Da Hong Pao, aka Big Red Robe, is a type of oolong produced only in the Wuyi Mountains. Teas from this region are often called yancha, or rock tea, due to the rocky soil on the cliffs where the tea is grown. According to legend, the mother of a Ming Dynasty emperor was cured of an illness after drinking this tea. To show how special these tea trees were, he had the bushes that this incredible tea was made from draped with red cloth. Yet another version tells of a scholar who passed his exams thanks to this tea. He draped the bushes with the scarlet robes that he was awarded.
Even more incredible than these legends, six of the original mother trees are still believed to be alive today. They are estimated to be about 300 years old but no one really knows for sure. The Chinese government now protects these plants and no harvest has taken place since 2005. Although, I came across a blog post from Essence of Tea that indicates the government may still be doing non-commercial harvesting for research purposes.
Cuttings were taken from these original trees, creating genetically identical clones. Teas made from these clones are referred to as Qi Dan and they can fetch a hefty price tag.
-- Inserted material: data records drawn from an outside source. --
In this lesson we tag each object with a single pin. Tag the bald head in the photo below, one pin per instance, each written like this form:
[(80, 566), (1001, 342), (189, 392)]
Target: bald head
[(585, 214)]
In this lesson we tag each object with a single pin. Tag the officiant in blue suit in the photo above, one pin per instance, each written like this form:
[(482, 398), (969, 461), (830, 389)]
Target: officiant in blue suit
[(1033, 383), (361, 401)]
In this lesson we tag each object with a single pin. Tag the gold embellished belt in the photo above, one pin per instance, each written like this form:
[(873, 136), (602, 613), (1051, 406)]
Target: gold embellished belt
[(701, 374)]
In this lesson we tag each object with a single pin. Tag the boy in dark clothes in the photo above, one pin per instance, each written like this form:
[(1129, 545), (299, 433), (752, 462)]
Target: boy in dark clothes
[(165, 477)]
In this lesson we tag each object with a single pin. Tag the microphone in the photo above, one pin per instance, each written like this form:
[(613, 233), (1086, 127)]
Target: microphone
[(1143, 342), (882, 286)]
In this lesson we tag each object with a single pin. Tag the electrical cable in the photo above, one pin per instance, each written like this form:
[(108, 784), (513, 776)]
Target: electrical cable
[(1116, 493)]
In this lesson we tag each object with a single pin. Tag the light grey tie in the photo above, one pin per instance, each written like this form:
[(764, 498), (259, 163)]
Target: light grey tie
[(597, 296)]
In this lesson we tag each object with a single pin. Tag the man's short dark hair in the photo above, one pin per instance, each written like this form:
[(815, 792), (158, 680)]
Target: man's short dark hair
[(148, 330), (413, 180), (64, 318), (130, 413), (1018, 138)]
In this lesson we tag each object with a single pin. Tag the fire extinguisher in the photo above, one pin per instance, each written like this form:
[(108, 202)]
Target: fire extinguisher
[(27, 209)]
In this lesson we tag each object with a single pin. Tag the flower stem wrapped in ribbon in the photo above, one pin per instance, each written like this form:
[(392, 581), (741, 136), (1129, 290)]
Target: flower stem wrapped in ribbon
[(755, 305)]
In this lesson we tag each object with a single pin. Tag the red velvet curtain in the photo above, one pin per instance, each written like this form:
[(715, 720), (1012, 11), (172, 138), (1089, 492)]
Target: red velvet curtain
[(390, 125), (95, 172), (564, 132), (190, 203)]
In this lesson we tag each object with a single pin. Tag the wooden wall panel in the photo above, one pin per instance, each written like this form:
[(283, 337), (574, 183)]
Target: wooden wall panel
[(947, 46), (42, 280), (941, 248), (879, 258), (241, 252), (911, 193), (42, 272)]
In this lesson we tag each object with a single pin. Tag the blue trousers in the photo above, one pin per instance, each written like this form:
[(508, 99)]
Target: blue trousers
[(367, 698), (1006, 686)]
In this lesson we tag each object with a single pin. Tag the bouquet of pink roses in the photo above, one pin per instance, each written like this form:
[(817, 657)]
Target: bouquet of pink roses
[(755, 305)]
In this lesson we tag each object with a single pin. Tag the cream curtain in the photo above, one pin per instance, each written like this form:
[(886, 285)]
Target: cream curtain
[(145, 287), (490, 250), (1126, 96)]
That being said, the vast majority of the tea sold as Da Hong Pao on the market are actually blends of several Wuyi oolong varieties. For this reason, it can be a bit hard for consumers to determine authentic what is an authentic tea because many vendors claim to have the real deal.
Da Hong Pao is made in the typical style of Wuyi oolongs, higher oxidation with extensive charcoal roasting. If you didn’t know any better you might think that it was a black tea. The taste is roasted and earthy with notes of tobacco. A strong mineral taste, also known as yan yun, is a hallmark of this tea along with an underlying floral quality. The roasting process can add a bit of char so many tea drinkers prefer to the let the tea settle for at least six months.
Fully boiling water is the rule of thumb when brewing Da Hong Pao. Western infusion times will range between 3 and 5 minutes. I recommend going a bit heavier on your leaf ratio though, at least two teaspoons for every 8oz of water. Although it can certainly be made in a western fashion Da Hong Pao really shines when prepared in a gaiwan or other gongfu sized vessel. I’ll usually pack at least 8g into my gaiwan. Infusion times will usually fall between 15 and 30 seconds, gradually lengthening the time as you go. Clay pots can help reduce the roast a bit if the tea is too intense for you.
These are some of the Da Hong Pao that I’ve reviewed here on the blog:
Adagio Teas Masters Collection: Wuyi Da Hong Pao
Teavivre Da Hong Pao (Big Red Robe) Wuyi Rock Oolong
KEDOÇAY Big Red Robe
Four Seasons Tea Co. Mu Ben Da Hong Pao
It’s currently sold out but I also highly recommend the Da Hong Pao from my friends at Zhen Tea.
Do you have a favorite Da Hong Pao? Tell me all about it in the comments!
A great post on a classic and elusive tea that die hard tea drinkers should at least experience in a real way before the fakes flood the market
I am drinking a DHP (a straight Qi Dan) right now. It's from Cindy Chen at Wuyi Origin. One of my too many eccentricities is that I've always thought the name Big Red Robe sounds very clunky. If you read the first two characters as one word rather than two you get Dahong (scarlet) instead of Da Hong (Big Red.) Out of stubbornness I always call this tea Scarlet Robe in English.
Thank you, Shawn! It's definitely a tea that everyone needs to try.
I've heard really good things about Cindy's teas. Nomenclature can definitely get a bit tricky. I've seen some companies use Scarlet Robe to refer to a DHP that is more lightly oxidized.
The 1st time I ordered tea ware from Music City tea I received a nice little sample bag of Big Red robe. Its truly a fantastic Wuyi Oolong variety and actually one of my favorite Oolongs. I picture a Ming Dynasty emperor outside in a garden early in the morning sipping a cup and relaxing in a Big Red robe. I prefer Gong fu/gaiwan vs. Western style brewing with this tea. It provides numerous great tasting cups after each brew. Agree with Shawn, its a great tea to try and especially if you prefer Oolong varieties.
Thanks for sharing @One You tea! Music City Tea is a great. I purchased my travel gaiwan set from them a few years ago 🙂
Your welcome.. I have to budget myself at that site.. 🙂
DHP should be considered a form of processing and that explains the many blends of cultivars used and marketed.
There are three distinct “mother” cultivars from the originals now preserved by the authorities. Qi Dan is one.